Faculty of Life Sciences, University of Manchester, Manchester M13 9PL, UK.
J Synchrotron Radiat. 2011 Jan;18(1):79-83. doi: 10.1107/S0909049510034977. Epub 2010 Nov 5.
The low-resolution structure of α-crustacyanin has been determined to 30 Å resolution using negative-stain electron microscopy (EM) with single-particle averaging. The protein, which is an assembly of eight β-crustacyanin dimers, appears asymmetrical and rather open in layout. A model was built to the EM map using the X-ray crystallographic structure of β-crustacyanin guided by PISA interface analyses. The model has a theoretical sedimentation coefficient that matches well with the experimentally derived value from sedimentation velocity analytical ultracentrifugation. Additionally, the EM model has similarities to models calculated independently by rigid-body modelling to small-angle X-ray scattering (SAXS) data and extracted in silico from the β-crustacyanin crystal lattice. Theoretical X-ray scattering from each of these models is in reasonable agreement with the experimental SAXS data and together suggest an overall design for the α-crustacyanin assembly.

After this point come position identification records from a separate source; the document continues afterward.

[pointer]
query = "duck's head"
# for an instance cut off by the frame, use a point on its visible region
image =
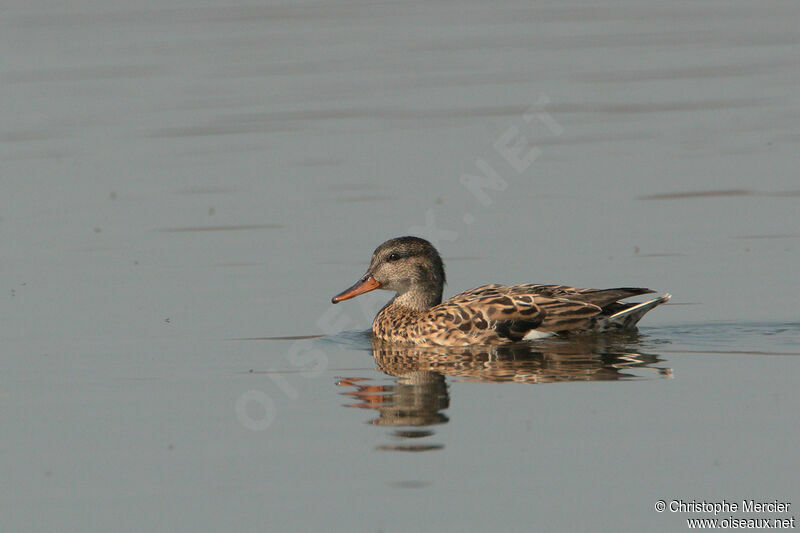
(410, 266)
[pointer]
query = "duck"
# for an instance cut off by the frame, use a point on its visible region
(494, 314)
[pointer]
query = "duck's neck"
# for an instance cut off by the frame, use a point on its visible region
(419, 298)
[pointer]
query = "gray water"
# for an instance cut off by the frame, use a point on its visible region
(186, 184)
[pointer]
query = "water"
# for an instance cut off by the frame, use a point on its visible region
(186, 184)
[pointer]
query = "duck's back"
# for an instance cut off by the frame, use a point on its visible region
(501, 314)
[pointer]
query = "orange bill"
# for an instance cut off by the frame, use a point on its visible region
(365, 284)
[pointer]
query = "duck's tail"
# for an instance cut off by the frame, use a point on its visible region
(628, 318)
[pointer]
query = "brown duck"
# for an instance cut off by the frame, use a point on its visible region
(491, 314)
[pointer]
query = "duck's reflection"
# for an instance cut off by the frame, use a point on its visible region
(419, 394)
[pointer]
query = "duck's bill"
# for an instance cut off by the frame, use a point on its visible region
(365, 284)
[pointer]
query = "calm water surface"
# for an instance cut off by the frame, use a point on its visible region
(186, 184)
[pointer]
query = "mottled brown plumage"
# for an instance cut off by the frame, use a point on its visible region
(491, 314)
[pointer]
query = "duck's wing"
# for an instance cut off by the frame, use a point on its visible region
(500, 313)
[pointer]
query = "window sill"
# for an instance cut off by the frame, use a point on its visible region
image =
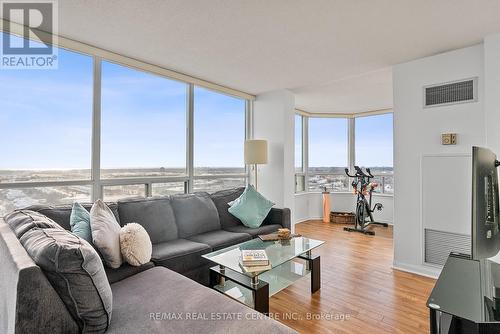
(340, 193)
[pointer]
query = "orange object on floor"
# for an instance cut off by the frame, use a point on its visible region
(326, 207)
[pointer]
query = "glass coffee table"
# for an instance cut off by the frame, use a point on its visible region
(290, 261)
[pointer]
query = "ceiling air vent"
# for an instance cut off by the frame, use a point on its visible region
(462, 91)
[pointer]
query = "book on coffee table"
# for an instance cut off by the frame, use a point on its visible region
(255, 269)
(254, 257)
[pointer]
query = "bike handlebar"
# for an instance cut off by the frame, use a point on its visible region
(347, 173)
(368, 171)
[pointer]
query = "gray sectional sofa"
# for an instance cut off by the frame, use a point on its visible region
(181, 228)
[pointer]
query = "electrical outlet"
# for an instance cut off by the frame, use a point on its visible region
(449, 139)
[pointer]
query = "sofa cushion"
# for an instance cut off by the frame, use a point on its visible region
(154, 214)
(251, 207)
(254, 232)
(221, 200)
(167, 292)
(75, 270)
(125, 270)
(180, 255)
(195, 213)
(220, 239)
(80, 222)
(135, 244)
(21, 221)
(61, 213)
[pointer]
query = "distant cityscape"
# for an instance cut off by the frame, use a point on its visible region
(15, 198)
(334, 179)
(212, 179)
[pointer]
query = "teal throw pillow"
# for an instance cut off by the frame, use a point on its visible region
(80, 222)
(251, 207)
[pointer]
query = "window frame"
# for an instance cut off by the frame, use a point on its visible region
(96, 182)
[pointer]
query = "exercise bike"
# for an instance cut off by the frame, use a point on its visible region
(364, 210)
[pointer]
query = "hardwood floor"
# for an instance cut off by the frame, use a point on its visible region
(360, 292)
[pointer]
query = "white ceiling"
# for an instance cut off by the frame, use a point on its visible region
(308, 46)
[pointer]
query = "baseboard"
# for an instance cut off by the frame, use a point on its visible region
(302, 220)
(422, 270)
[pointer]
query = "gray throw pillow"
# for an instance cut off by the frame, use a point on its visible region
(75, 270)
(106, 234)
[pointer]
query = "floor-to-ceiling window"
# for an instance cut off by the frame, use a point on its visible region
(219, 136)
(299, 154)
(374, 148)
(97, 129)
(328, 155)
(143, 130)
(46, 133)
(328, 151)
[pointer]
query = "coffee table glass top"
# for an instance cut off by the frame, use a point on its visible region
(278, 252)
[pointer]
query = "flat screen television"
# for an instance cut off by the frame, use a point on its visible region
(485, 207)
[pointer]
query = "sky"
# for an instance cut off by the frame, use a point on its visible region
(46, 123)
(46, 119)
(328, 142)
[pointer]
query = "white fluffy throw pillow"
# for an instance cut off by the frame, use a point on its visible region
(135, 244)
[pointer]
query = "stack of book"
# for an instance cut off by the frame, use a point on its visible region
(254, 260)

使用负染电子显微镜(EM)和单颗粒平均法,将 α-甲壳蓝蛋白的低分辨率结构解析至 30 Å 分辨率。该蛋白是由八个β-甲壳蓝蛋白二聚体组成的复合物,其结构在外观上呈现不对称且相对开放的特点。利用 PISA 界面分析,以 X 射线晶体学结构的β-甲壳蓝蛋白为指导,为 EM 图谱构建了一个模型。该模型的理论沉降系数与沉降速度分析超速离心实验得出的实验值吻合良好。此外,EM 模型与通过刚体建模计算的模型、从小角度 X 射线散射(SAXS)数据中提取的模型以及从β-甲壳蓝蛋白晶格中提取的模型具有相似性。这些模型的理论 X 射线散射与实验 SAXS 数据基本一致,共同为α-甲壳蓝蛋白组装体提供了一个整体设计。